Even though my online presence hasn’t reflected it, this has been a year of growth. When I bring a camera to my eye, I find myself asking why. I began to fall back in love with bicycles. I have road maps crisscrossed with future road trips, and the start of the year will bring them closer to asphalt, gravel, dust and dirt.
Among my gifts I got a fantastic trifecta of books this holiday, that say something about me in an odd way.
Doc Daniels “Adventures with the Mojave Phone Booth” is a must read. The personal history of high weirdness in the desert around the loneliest phone booth in the US gives a great window in to the sort of folks one runs in to out there under the big sky. Not familiar? I think everyone should know about this phone booth, and what J. G. Ballard called the “strangely poetic business” around it.

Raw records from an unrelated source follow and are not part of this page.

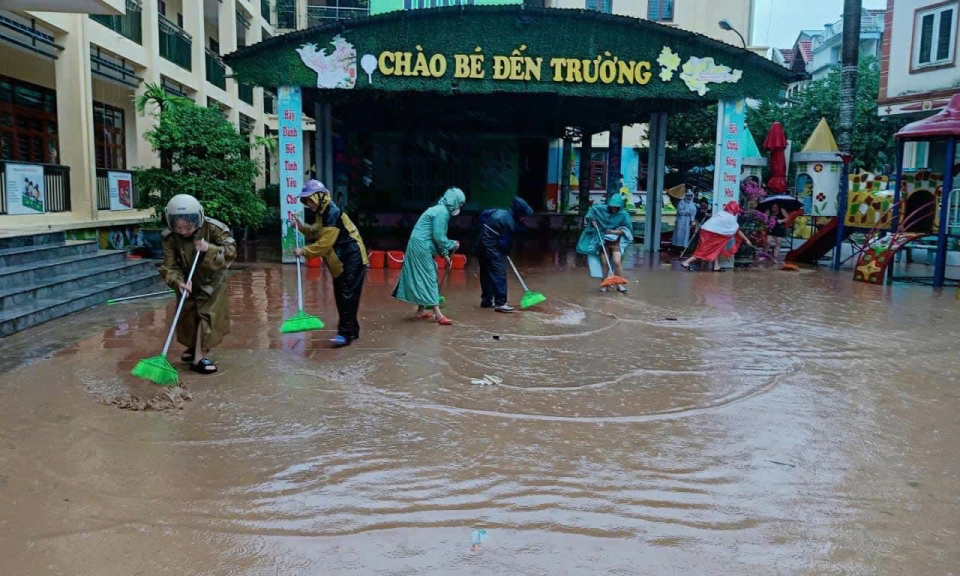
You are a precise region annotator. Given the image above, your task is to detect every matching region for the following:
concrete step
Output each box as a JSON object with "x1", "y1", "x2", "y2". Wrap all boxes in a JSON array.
[
  {"x1": 0, "y1": 267, "x2": 165, "y2": 337},
  {"x1": 0, "y1": 240, "x2": 97, "y2": 271},
  {"x1": 0, "y1": 232, "x2": 67, "y2": 250},
  {"x1": 0, "y1": 260, "x2": 159, "y2": 312},
  {"x1": 0, "y1": 246, "x2": 127, "y2": 290}
]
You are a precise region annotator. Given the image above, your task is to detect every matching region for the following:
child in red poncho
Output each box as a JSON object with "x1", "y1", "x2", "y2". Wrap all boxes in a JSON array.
[{"x1": 680, "y1": 200, "x2": 753, "y2": 272}]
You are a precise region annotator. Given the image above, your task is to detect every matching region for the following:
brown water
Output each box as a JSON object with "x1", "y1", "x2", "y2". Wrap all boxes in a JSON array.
[{"x1": 0, "y1": 257, "x2": 960, "y2": 575}]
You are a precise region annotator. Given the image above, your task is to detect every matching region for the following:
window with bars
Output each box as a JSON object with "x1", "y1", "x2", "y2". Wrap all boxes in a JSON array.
[
  {"x1": 93, "y1": 101, "x2": 127, "y2": 170},
  {"x1": 647, "y1": 0, "x2": 674, "y2": 22},
  {"x1": 913, "y1": 3, "x2": 957, "y2": 68},
  {"x1": 586, "y1": 0, "x2": 613, "y2": 14},
  {"x1": 0, "y1": 76, "x2": 60, "y2": 164}
]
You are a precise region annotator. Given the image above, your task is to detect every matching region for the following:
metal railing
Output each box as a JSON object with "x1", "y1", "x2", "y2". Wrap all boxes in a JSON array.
[
  {"x1": 237, "y1": 84, "x2": 253, "y2": 106},
  {"x1": 307, "y1": 0, "x2": 370, "y2": 26},
  {"x1": 206, "y1": 48, "x2": 227, "y2": 90},
  {"x1": 157, "y1": 14, "x2": 193, "y2": 70},
  {"x1": 0, "y1": 160, "x2": 70, "y2": 214},
  {"x1": 97, "y1": 168, "x2": 141, "y2": 210},
  {"x1": 90, "y1": 0, "x2": 143, "y2": 44},
  {"x1": 276, "y1": 0, "x2": 297, "y2": 30}
]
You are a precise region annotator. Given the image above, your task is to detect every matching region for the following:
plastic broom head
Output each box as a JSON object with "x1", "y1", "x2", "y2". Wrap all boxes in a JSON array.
[
  {"x1": 280, "y1": 310, "x2": 323, "y2": 334},
  {"x1": 520, "y1": 290, "x2": 547, "y2": 308},
  {"x1": 600, "y1": 274, "x2": 630, "y2": 288},
  {"x1": 130, "y1": 356, "x2": 180, "y2": 386}
]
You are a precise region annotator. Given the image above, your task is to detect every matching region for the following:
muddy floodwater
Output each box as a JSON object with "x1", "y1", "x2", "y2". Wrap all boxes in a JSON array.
[{"x1": 0, "y1": 256, "x2": 960, "y2": 576}]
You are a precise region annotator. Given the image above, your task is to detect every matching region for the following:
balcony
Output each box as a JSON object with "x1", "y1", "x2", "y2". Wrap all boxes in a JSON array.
[
  {"x1": 97, "y1": 168, "x2": 143, "y2": 210},
  {"x1": 237, "y1": 84, "x2": 253, "y2": 106},
  {"x1": 307, "y1": 0, "x2": 370, "y2": 27},
  {"x1": 277, "y1": 0, "x2": 297, "y2": 30},
  {"x1": 0, "y1": 160, "x2": 70, "y2": 215},
  {"x1": 157, "y1": 14, "x2": 193, "y2": 70},
  {"x1": 90, "y1": 0, "x2": 143, "y2": 44},
  {"x1": 206, "y1": 48, "x2": 227, "y2": 90},
  {"x1": 260, "y1": 0, "x2": 274, "y2": 25}
]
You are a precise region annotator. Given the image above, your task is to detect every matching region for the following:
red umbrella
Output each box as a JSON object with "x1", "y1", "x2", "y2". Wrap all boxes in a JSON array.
[{"x1": 763, "y1": 122, "x2": 787, "y2": 194}]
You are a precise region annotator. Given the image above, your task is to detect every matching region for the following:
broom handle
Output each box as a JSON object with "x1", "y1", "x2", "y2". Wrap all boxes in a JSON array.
[
  {"x1": 507, "y1": 256, "x2": 530, "y2": 292},
  {"x1": 593, "y1": 222, "x2": 613, "y2": 276},
  {"x1": 161, "y1": 250, "x2": 200, "y2": 358},
  {"x1": 293, "y1": 227, "x2": 303, "y2": 312}
]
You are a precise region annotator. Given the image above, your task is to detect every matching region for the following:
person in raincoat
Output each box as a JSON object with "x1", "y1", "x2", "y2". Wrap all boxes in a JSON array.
[
  {"x1": 577, "y1": 194, "x2": 633, "y2": 292},
  {"x1": 160, "y1": 194, "x2": 237, "y2": 374},
  {"x1": 393, "y1": 188, "x2": 467, "y2": 326},
  {"x1": 474, "y1": 196, "x2": 533, "y2": 313},
  {"x1": 294, "y1": 180, "x2": 368, "y2": 347},
  {"x1": 680, "y1": 200, "x2": 753, "y2": 272},
  {"x1": 673, "y1": 192, "x2": 697, "y2": 248}
]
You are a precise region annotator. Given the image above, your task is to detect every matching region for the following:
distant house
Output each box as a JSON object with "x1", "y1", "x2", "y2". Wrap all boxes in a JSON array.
[
  {"x1": 807, "y1": 10, "x2": 886, "y2": 80},
  {"x1": 877, "y1": 0, "x2": 960, "y2": 118}
]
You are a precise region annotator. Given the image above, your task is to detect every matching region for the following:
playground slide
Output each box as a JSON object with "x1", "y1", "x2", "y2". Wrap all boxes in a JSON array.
[{"x1": 786, "y1": 217, "x2": 853, "y2": 264}]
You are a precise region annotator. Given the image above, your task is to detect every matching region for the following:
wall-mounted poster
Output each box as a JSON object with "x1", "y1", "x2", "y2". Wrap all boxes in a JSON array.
[
  {"x1": 107, "y1": 172, "x2": 133, "y2": 210},
  {"x1": 6, "y1": 164, "x2": 46, "y2": 214}
]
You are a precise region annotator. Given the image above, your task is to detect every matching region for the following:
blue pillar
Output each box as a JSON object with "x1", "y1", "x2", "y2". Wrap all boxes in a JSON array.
[
  {"x1": 890, "y1": 139, "x2": 906, "y2": 234},
  {"x1": 887, "y1": 139, "x2": 906, "y2": 284},
  {"x1": 833, "y1": 158, "x2": 850, "y2": 270},
  {"x1": 933, "y1": 136, "x2": 957, "y2": 288}
]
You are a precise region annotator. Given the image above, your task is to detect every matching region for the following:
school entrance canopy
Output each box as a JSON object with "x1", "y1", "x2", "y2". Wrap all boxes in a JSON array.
[{"x1": 226, "y1": 5, "x2": 795, "y2": 255}]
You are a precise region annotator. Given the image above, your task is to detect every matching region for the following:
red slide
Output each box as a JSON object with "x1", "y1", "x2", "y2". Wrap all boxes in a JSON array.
[{"x1": 786, "y1": 216, "x2": 853, "y2": 264}]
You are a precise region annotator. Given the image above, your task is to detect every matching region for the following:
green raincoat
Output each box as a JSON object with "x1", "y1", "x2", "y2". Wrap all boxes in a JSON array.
[
  {"x1": 393, "y1": 188, "x2": 466, "y2": 306},
  {"x1": 577, "y1": 194, "x2": 633, "y2": 256},
  {"x1": 160, "y1": 218, "x2": 237, "y2": 348}
]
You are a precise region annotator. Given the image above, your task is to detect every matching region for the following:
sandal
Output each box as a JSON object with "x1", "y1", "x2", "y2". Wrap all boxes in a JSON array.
[{"x1": 190, "y1": 358, "x2": 217, "y2": 374}]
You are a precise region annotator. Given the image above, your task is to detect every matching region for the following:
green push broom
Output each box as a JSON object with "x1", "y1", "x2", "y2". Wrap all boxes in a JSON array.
[
  {"x1": 507, "y1": 256, "x2": 547, "y2": 308},
  {"x1": 280, "y1": 230, "x2": 323, "y2": 334},
  {"x1": 131, "y1": 250, "x2": 200, "y2": 386}
]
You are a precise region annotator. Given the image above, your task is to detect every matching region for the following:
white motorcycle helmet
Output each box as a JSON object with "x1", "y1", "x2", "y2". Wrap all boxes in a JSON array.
[{"x1": 165, "y1": 194, "x2": 203, "y2": 232}]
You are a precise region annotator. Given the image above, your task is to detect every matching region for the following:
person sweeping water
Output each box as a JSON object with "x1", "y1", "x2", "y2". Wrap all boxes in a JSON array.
[
  {"x1": 393, "y1": 188, "x2": 467, "y2": 326},
  {"x1": 294, "y1": 180, "x2": 368, "y2": 348},
  {"x1": 160, "y1": 194, "x2": 237, "y2": 374},
  {"x1": 577, "y1": 194, "x2": 633, "y2": 292},
  {"x1": 474, "y1": 196, "x2": 533, "y2": 313},
  {"x1": 680, "y1": 200, "x2": 753, "y2": 272}
]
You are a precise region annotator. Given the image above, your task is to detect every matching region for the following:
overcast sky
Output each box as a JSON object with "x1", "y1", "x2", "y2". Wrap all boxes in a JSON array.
[{"x1": 751, "y1": 0, "x2": 887, "y2": 48}]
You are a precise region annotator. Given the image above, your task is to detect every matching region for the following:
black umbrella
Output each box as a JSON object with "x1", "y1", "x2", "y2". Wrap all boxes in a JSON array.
[{"x1": 757, "y1": 194, "x2": 803, "y2": 212}]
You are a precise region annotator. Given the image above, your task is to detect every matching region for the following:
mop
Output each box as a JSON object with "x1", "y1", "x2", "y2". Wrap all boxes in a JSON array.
[
  {"x1": 131, "y1": 250, "x2": 200, "y2": 386},
  {"x1": 505, "y1": 256, "x2": 547, "y2": 309},
  {"x1": 280, "y1": 230, "x2": 323, "y2": 334},
  {"x1": 593, "y1": 222, "x2": 630, "y2": 288}
]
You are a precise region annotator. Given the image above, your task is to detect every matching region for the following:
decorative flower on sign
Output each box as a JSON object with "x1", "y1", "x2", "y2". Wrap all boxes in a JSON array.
[
  {"x1": 680, "y1": 56, "x2": 743, "y2": 96},
  {"x1": 657, "y1": 46, "x2": 680, "y2": 82},
  {"x1": 297, "y1": 34, "x2": 357, "y2": 89}
]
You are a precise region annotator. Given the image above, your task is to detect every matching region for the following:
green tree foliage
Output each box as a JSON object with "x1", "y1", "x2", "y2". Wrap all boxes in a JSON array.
[
  {"x1": 136, "y1": 85, "x2": 266, "y2": 229},
  {"x1": 747, "y1": 56, "x2": 906, "y2": 172}
]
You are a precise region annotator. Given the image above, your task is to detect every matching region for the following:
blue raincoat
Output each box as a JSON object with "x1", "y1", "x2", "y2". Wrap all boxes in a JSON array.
[
  {"x1": 474, "y1": 196, "x2": 533, "y2": 307},
  {"x1": 393, "y1": 188, "x2": 467, "y2": 306},
  {"x1": 577, "y1": 194, "x2": 633, "y2": 256}
]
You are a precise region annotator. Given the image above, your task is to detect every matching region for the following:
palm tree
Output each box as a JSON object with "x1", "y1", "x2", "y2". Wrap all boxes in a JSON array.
[
  {"x1": 133, "y1": 82, "x2": 195, "y2": 171},
  {"x1": 833, "y1": 0, "x2": 862, "y2": 270}
]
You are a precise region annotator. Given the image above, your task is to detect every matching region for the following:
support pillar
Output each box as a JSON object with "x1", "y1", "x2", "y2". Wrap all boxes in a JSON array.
[
  {"x1": 933, "y1": 136, "x2": 957, "y2": 288},
  {"x1": 557, "y1": 136, "x2": 573, "y2": 214},
  {"x1": 607, "y1": 124, "x2": 623, "y2": 200},
  {"x1": 54, "y1": 19, "x2": 98, "y2": 220},
  {"x1": 579, "y1": 131, "x2": 593, "y2": 216},
  {"x1": 644, "y1": 112, "x2": 667, "y2": 252}
]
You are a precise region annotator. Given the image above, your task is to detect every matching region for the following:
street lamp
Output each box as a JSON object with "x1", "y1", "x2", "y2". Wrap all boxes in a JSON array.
[{"x1": 717, "y1": 18, "x2": 747, "y2": 48}]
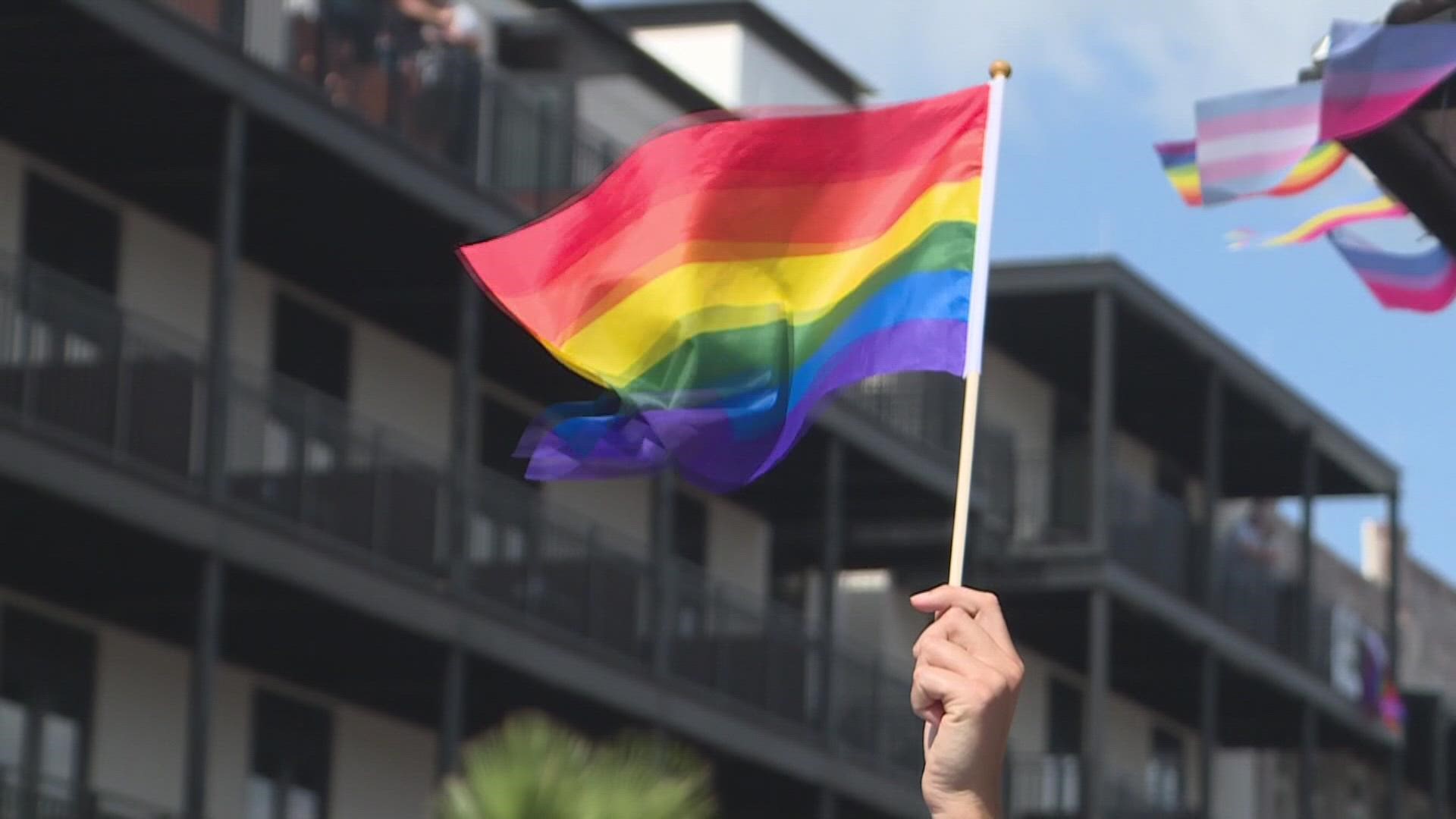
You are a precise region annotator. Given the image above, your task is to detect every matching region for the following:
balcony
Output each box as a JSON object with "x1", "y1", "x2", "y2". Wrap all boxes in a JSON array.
[
  {"x1": 0, "y1": 767, "x2": 176, "y2": 819},
  {"x1": 975, "y1": 427, "x2": 1379, "y2": 693},
  {"x1": 0, "y1": 258, "x2": 920, "y2": 773},
  {"x1": 1006, "y1": 754, "x2": 1200, "y2": 819},
  {"x1": 136, "y1": 0, "x2": 698, "y2": 218}
]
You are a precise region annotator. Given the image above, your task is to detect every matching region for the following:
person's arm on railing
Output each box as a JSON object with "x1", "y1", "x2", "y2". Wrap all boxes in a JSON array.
[{"x1": 910, "y1": 586, "x2": 1025, "y2": 819}]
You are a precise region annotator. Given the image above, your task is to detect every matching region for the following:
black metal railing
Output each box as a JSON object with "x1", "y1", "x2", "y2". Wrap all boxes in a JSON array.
[
  {"x1": 155, "y1": 0, "x2": 625, "y2": 217},
  {"x1": 1005, "y1": 754, "x2": 1198, "y2": 819},
  {"x1": 0, "y1": 259, "x2": 919, "y2": 771},
  {"x1": 0, "y1": 767, "x2": 176, "y2": 819}
]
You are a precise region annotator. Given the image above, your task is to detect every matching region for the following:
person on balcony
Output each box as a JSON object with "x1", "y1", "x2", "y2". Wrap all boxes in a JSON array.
[{"x1": 910, "y1": 586, "x2": 1025, "y2": 819}]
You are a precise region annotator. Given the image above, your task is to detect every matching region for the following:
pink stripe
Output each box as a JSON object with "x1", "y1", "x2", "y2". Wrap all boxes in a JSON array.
[
  {"x1": 1198, "y1": 144, "x2": 1313, "y2": 185},
  {"x1": 1287, "y1": 204, "x2": 1410, "y2": 245},
  {"x1": 1360, "y1": 274, "x2": 1456, "y2": 313},
  {"x1": 1198, "y1": 102, "x2": 1320, "y2": 140},
  {"x1": 1320, "y1": 90, "x2": 1426, "y2": 140}
]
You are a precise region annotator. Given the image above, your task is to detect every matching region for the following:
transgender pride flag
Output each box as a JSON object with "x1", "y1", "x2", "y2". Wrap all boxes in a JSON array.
[
  {"x1": 1195, "y1": 82, "x2": 1320, "y2": 206},
  {"x1": 1320, "y1": 20, "x2": 1456, "y2": 140},
  {"x1": 1194, "y1": 22, "x2": 1456, "y2": 206}
]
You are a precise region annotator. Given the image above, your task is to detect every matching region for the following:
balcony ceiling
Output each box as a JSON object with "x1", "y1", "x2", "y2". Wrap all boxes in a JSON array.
[{"x1": 986, "y1": 261, "x2": 1396, "y2": 497}]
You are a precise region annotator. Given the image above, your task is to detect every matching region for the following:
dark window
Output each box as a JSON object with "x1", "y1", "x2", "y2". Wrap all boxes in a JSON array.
[
  {"x1": 1147, "y1": 729, "x2": 1184, "y2": 810},
  {"x1": 22, "y1": 174, "x2": 121, "y2": 294},
  {"x1": 0, "y1": 609, "x2": 96, "y2": 816},
  {"x1": 1046, "y1": 679, "x2": 1082, "y2": 754},
  {"x1": 1043, "y1": 679, "x2": 1082, "y2": 814},
  {"x1": 272, "y1": 294, "x2": 353, "y2": 400},
  {"x1": 245, "y1": 691, "x2": 334, "y2": 819},
  {"x1": 673, "y1": 494, "x2": 708, "y2": 566}
]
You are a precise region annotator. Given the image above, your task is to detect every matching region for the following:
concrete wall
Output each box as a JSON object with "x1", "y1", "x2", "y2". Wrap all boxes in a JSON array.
[
  {"x1": 576, "y1": 74, "x2": 682, "y2": 147},
  {"x1": 741, "y1": 32, "x2": 845, "y2": 108},
  {"x1": 92, "y1": 626, "x2": 188, "y2": 808},
  {"x1": 632, "y1": 24, "x2": 744, "y2": 108},
  {"x1": 0, "y1": 588, "x2": 435, "y2": 819},
  {"x1": 980, "y1": 348, "x2": 1056, "y2": 539}
]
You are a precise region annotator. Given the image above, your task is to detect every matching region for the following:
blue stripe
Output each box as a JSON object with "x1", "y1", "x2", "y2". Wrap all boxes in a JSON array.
[
  {"x1": 1325, "y1": 20, "x2": 1456, "y2": 71},
  {"x1": 1194, "y1": 80, "x2": 1322, "y2": 122},
  {"x1": 1329, "y1": 231, "x2": 1451, "y2": 280}
]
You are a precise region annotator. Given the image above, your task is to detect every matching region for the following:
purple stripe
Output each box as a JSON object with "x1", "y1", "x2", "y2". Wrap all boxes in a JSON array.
[
  {"x1": 1198, "y1": 102, "x2": 1320, "y2": 140},
  {"x1": 527, "y1": 319, "x2": 967, "y2": 491}
]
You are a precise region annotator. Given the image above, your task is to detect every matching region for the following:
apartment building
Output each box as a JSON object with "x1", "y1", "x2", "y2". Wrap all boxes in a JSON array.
[{"x1": 0, "y1": 0, "x2": 1432, "y2": 819}]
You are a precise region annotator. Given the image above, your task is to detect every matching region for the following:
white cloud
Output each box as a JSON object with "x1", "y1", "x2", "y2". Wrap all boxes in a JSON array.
[{"x1": 767, "y1": 0, "x2": 1391, "y2": 134}]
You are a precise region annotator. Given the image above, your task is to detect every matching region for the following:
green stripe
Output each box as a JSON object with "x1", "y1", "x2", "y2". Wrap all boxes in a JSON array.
[{"x1": 619, "y1": 221, "x2": 975, "y2": 395}]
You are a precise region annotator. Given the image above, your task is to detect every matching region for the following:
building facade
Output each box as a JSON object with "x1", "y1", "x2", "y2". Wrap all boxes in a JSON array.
[{"x1": 0, "y1": 0, "x2": 1436, "y2": 819}]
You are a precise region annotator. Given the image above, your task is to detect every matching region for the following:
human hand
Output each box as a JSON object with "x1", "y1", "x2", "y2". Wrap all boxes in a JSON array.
[{"x1": 910, "y1": 586, "x2": 1025, "y2": 819}]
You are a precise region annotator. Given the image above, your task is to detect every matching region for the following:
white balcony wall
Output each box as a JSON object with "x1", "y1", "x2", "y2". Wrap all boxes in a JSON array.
[
  {"x1": 739, "y1": 32, "x2": 843, "y2": 108},
  {"x1": 632, "y1": 22, "x2": 744, "y2": 108},
  {"x1": 0, "y1": 588, "x2": 435, "y2": 819}
]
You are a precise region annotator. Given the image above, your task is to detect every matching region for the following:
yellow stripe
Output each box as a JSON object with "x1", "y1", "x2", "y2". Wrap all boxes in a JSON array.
[{"x1": 554, "y1": 177, "x2": 981, "y2": 383}]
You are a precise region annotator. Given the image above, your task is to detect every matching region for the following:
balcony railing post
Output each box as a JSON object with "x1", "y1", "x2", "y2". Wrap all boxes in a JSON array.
[
  {"x1": 111, "y1": 325, "x2": 131, "y2": 460},
  {"x1": 651, "y1": 469, "x2": 677, "y2": 678},
  {"x1": 1296, "y1": 430, "x2": 1320, "y2": 667},
  {"x1": 1296, "y1": 702, "x2": 1320, "y2": 819},
  {"x1": 1198, "y1": 645, "x2": 1219, "y2": 819},
  {"x1": 1082, "y1": 587, "x2": 1112, "y2": 819},
  {"x1": 581, "y1": 526, "x2": 598, "y2": 640},
  {"x1": 818, "y1": 438, "x2": 845, "y2": 737},
  {"x1": 1197, "y1": 366, "x2": 1223, "y2": 610},
  {"x1": 370, "y1": 428, "x2": 389, "y2": 563},
  {"x1": 1385, "y1": 488, "x2": 1403, "y2": 819},
  {"x1": 475, "y1": 73, "x2": 500, "y2": 188},
  {"x1": 536, "y1": 99, "x2": 554, "y2": 213}
]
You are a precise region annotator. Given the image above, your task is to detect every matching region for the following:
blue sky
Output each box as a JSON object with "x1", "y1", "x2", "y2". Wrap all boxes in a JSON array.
[
  {"x1": 591, "y1": 0, "x2": 1456, "y2": 579},
  {"x1": 766, "y1": 0, "x2": 1456, "y2": 579}
]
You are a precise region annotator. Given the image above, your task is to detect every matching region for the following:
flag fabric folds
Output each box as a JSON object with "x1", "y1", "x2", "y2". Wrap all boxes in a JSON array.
[
  {"x1": 1320, "y1": 20, "x2": 1456, "y2": 140},
  {"x1": 1329, "y1": 229, "x2": 1456, "y2": 313},
  {"x1": 1194, "y1": 82, "x2": 1320, "y2": 204},
  {"x1": 460, "y1": 86, "x2": 990, "y2": 491},
  {"x1": 1153, "y1": 140, "x2": 1350, "y2": 207},
  {"x1": 1230, "y1": 194, "x2": 1410, "y2": 249}
]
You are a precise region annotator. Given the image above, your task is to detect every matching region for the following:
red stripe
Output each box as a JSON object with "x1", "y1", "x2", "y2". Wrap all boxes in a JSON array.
[{"x1": 460, "y1": 86, "x2": 989, "y2": 299}]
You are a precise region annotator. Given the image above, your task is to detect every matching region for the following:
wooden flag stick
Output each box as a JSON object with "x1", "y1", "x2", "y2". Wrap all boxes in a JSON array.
[{"x1": 951, "y1": 60, "x2": 1010, "y2": 586}]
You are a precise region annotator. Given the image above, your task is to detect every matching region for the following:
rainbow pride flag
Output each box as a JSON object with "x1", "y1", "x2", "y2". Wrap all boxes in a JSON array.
[
  {"x1": 1153, "y1": 140, "x2": 1350, "y2": 207},
  {"x1": 1328, "y1": 229, "x2": 1456, "y2": 313},
  {"x1": 460, "y1": 83, "x2": 999, "y2": 491},
  {"x1": 1228, "y1": 194, "x2": 1410, "y2": 249}
]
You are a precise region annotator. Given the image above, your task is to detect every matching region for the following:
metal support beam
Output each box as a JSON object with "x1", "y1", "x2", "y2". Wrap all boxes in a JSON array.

Robert Adams “What Can We Believe Where?” is a series of fantastic images of my beloved home state. Someday I hope to learn how to pack as much in to an image using as he does. Concise and yet powerful and complete at the same time. As the liner notes say, these are images of “a fragile beauty that endures despite our troubled relationship with nature and with ourselves.”
Ourselves. That dovetails nicely with the last book, “On Landscape and Meaning” by Richard Misrach. I haven’t seen much of his work, and I look forward to what this book teaches me. One of the images leapt out at me.
It is striking.
The series “Border Cantos” captures disasters along the border, everything from pits full of dead animals to nuclear sites, this was just the cusp of this disaster. Nearly 20 years ago, people were worried about migrants. Now they are subject of hatred and cruelty.
Supposedly, this holiday is to celebrate the birth of a person who preached peace, raising up the poor, welcoming the stranger, and comforting the needy. The contrast is, as I said, striking.
Hope this holiday brings you happiness and peace. But take a moment and sit with discomfort. Think about a position before you take it. Question things before believing them. See where that leads you.
The best and brightest thing about the future is that we can choose what it is. I hope we choose well.
I’m going to leave comments off on this one. I’m sure that will lead to someone finding me elsewhere and calling me a coward, but that’s not so. I have limited patience these days, and I am still trying to be my better self. One who does not rage or get violent any more. My own personal peace has more value than your opinion, which I am not obligated to listen to anyway.